Most of the world has only experienced Silicon Valley’s approach to building and using technology, but there’s now an opportunity to change that, according to Cohere co-founder Nick Frosst. “Being a Canadian company selling abroad has been very useful right now,” he said, adding that lots of countries are looking for partners that “share their values and share how they think the technology should be deployed.”
While many Canadian companies concentrate heavily on the U.S. market, Cohere has looked further afield and has won clients in Asia, Europe and the Middle East. “The Canadian tech ecosystem, over the next few decades, would benefit from being more global,” Frosst said.
Hypertec is also feeling the international benefits of being Canadian. Its divisions operate, construct and sell critical hardware for data centres. Last June, it announced it will work with San Francisco-based cloud startup Together AI to set up two gigawatts of compute capacity in Europe; the project received a mention in the AI strategy.
Ahdoot said he’s been getting a warmer reception from potential European customers and partners over the past year. That’s partly down to Ottawa’s international “charm offensive,” he claimed. “It’s almost like the different ministers and the prime minister have been working in business development for Canadian companies as a whole.”

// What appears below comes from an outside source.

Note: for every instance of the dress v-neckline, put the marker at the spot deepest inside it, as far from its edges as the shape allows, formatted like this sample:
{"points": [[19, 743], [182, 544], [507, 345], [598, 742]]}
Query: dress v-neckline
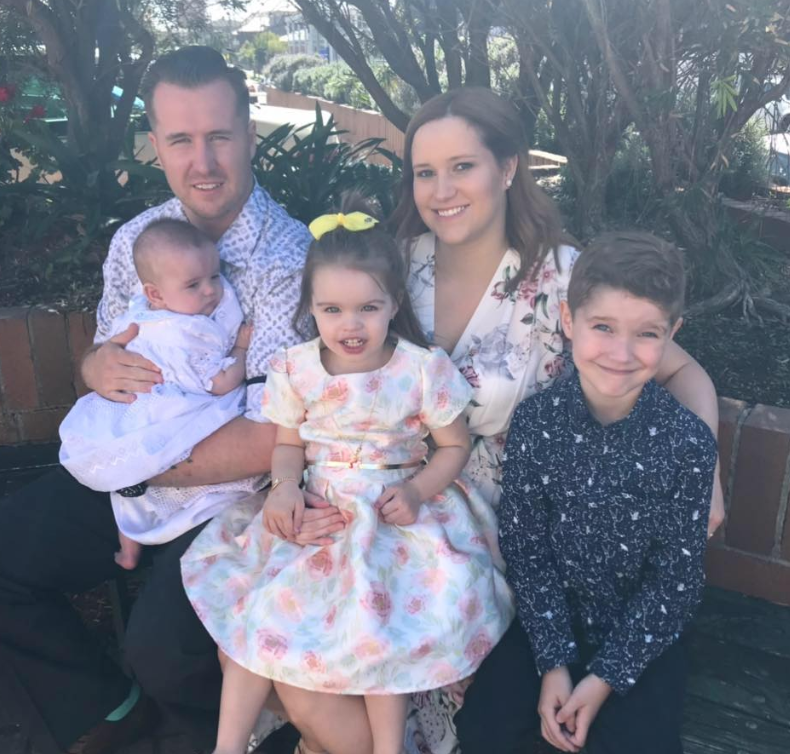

In an op-ed for the Toronto Star, Canadian Venture Capital and Private Equity Association CEO Benjamin Bergen wrote Ottawa can learn from the way the French government threw its support behind domestic model maker Mistral AI with funding, procurement and public appeals to use its technology.
Ottawa also hopes its new strategy can bolster the number of top AI researchers working in Canada. It aims to increase the number of AI chairs, which help AI institutes and schools pay for faculty and their labs, from 143 today to nearly 200.
“Canada is really well-known internationally for our research strength,” said Elissa Strome, executive director at non-profit CIFAR, which runs the chairs program. She added that expanding the number of positions sends “a very strong signal” to researchers that they should consider coming here.
Canada still has a way to go if it plans to be a leader in the new world of AI. The country currently ranks eighth on The Observer’s AI Index, which assesses nations based on innovation, implementation and investment. It’s behind dominant players, the U.S. and China, but also lags smaller economies like Singapore, South Korea and Israel.
Canada’s score is weighed down by a lack of infrastructure and negative public attitudes to AI. The new strategy has ambitions to turn both around, but neither is likely to change quickly. In the meantime, AI firms can’t hang about waiting for Ottawa to help them sell abroad or buy from them, said Coveo’s Têtu. “We would be bankrupt if we had waited.”